As may also be used herein, the term(s) “operably coupled to”, “coupled to”, and/or “coupling” includes direct coupling between items and/or indirect coupling between items via one or more intervening items. Such items and intervening items include, but are not limited to, junctions, communication paths, components, circuit elements, circuits, functional blocks, and/or devices. As an example of indirect coupling, a signal conveyed from a first item to a second item may be modified by one or more intervening items by modifying the form, nature or format of information in a signal, while one or more elements of the information in the signal are nevertheless conveyed in a manner than can be recognized by the second item. In a further example of indirect coupling, an action in a first item can cause a reaction on the second item, as a result of actions and/or reactions in one or more intervening items.
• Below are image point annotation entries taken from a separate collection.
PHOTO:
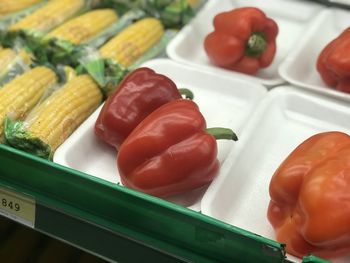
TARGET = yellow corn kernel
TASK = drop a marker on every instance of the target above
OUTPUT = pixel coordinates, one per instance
(20, 95)
(7, 56)
(26, 57)
(83, 28)
(60, 114)
(11, 6)
(49, 16)
(130, 44)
Although specific embodiments have been illustrated and described herein, it should be appreciated that any arrangement which achieves the same or similar purpose may be substituted for the embodiments described or shown by the subject disclosure. The subject disclosure is intended to cover any and all adaptations or variations of various embodiments. Combinations of the above embodiments, and other embodiments not specifically described herein, can be used in the subject disclosure. For instance, one or more features from one or more embodiments can be combined with one or more features of one or more other embodiments. In one or more embodiments, features that are positively recited can also be negatively recited and excluded from the embodiment with or without replacement by another structural and/or functional feature. The steps or functions described with respect to the embodiments of the subject disclosure can be performed in any order. The steps or functions described with respect to the embodiments of the subject disclosure can be performed alone or in combination with other steps or functions of the subject disclosure, as well as from other embodiments or from other steps that have not been described in the subject disclosure. Further, more than or less than all of the features described with respect to an embodiment can also be utilized.